Peripheral immune cells interplay with the central nervous system, and play important roles in the brain development, and in the process of IS injury [43, 44]. The immune system is rapidly activated after IS, and peripheral immune cells migrate and infiltrate across the blood–brain barrier into the ischemic region to affect infarction progression and prognosis. Leukocytes are found to aggregate in the ischemic region of MCAO models as early as 30 min after occlusion [45]. Yilmaz et al. fond that CD4+ and CD8+ T cells are distributed in the brain tissue 24 h after IS onset, and act detrimental effects on post-ischemic cerebral immune responses [46]. In this study, we analyzed the different immune cell patterns of the peripheral bloods between IS patients and normal controls from GSE22255, and found M0 macrophages and resting mast cells were significantly decreased in the IS group, and pro-inflammatory M1 macrophages, and activated mast cells were slight increased, suggesting that the inflammatory responses were rapidly activated after stroke. Our result is consistent with recent study that CD11b + CD45+ and CD11b + Ly6G- monocytes and macrophages were greatly increased 3 days after cardiac arrest and resuscitation [47]. Mast cells are rapidly activated and release TNF-α and histamine to aggravate brain damage after IS [48, 49]. Among the eight key genes potentially targeted by the above three miRNAs identified in our study, STT3A, a catalytic subunit of the oligosaccharyltransferase, increases amyloid-β production by promoting N-glycosylation in the pathogenesis of Alzheimer’s disease [50]. Besides, the expression level of STT3A was found to be negatively related to the biomarker expressions of M1 macrophages in breast cancer [51], indicating that STT3A may be involved in the regulating macrophage activation. Although the mechanism of regulating macrophages or mast cells has been extensively study, whether hsa-miR-15b-5p/hsa-miR-184/hsa-miR-16-5p-STT3A axis is involved in the regulating macrophages or mast activation in IS need further investigation.

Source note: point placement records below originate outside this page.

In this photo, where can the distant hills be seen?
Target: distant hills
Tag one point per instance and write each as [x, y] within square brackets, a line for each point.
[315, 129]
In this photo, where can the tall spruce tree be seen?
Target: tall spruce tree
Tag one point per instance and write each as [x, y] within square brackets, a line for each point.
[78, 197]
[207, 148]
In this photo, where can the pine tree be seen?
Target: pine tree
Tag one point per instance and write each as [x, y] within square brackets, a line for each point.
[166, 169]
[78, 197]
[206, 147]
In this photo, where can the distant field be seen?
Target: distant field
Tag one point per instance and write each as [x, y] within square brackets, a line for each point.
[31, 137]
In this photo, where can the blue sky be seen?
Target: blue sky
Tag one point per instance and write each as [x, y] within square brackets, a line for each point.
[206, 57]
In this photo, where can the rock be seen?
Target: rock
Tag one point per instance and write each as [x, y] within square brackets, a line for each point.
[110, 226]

This study has some limitations. For example, our analytical data are derived from public database with relatively small sample sizes. Second, important analysis results need to be further validated with clinical samples. Further large-scale basic studies can be carried out to verify the conclusions of this study.

5. Conclusions

We for the first time conducted a comprehensive bioinformatics analysis and identified three serum exosomal miRNAs (hsa-miR-15b-5p, hsa-miR-184, and hsa-miR-16-5p), which may be involved in affecting the peripheral immune cell patterns of IS patients and might serve as promising diagnostic biomarkers. However, the specific pathogenesis and molecular targets still need to be further confirmed through molecular experiments.

Data Availability

The data analyzed in the present study are publicly available on the GEO data sets database. The data sets used and/or analysed during the current study are available from the corresponding author on reasonable request.

Conflicts of Interest

There are no conflicts of interest to disclose for all authors.

Acknowledgments

The results of this study were in part derived from the GEO databases (GSE199942, GSE22255, GSE117064 and GSE16561) and from the PMC8702168. This study was supported by the Science and Technology Planning Project of Guangzhou (202102020119, and 202201020514), Guangdong Medical Research Foundation (A2021399), and Science Foundation of Guandong Second Provincial General Hospital (3D-B2020010).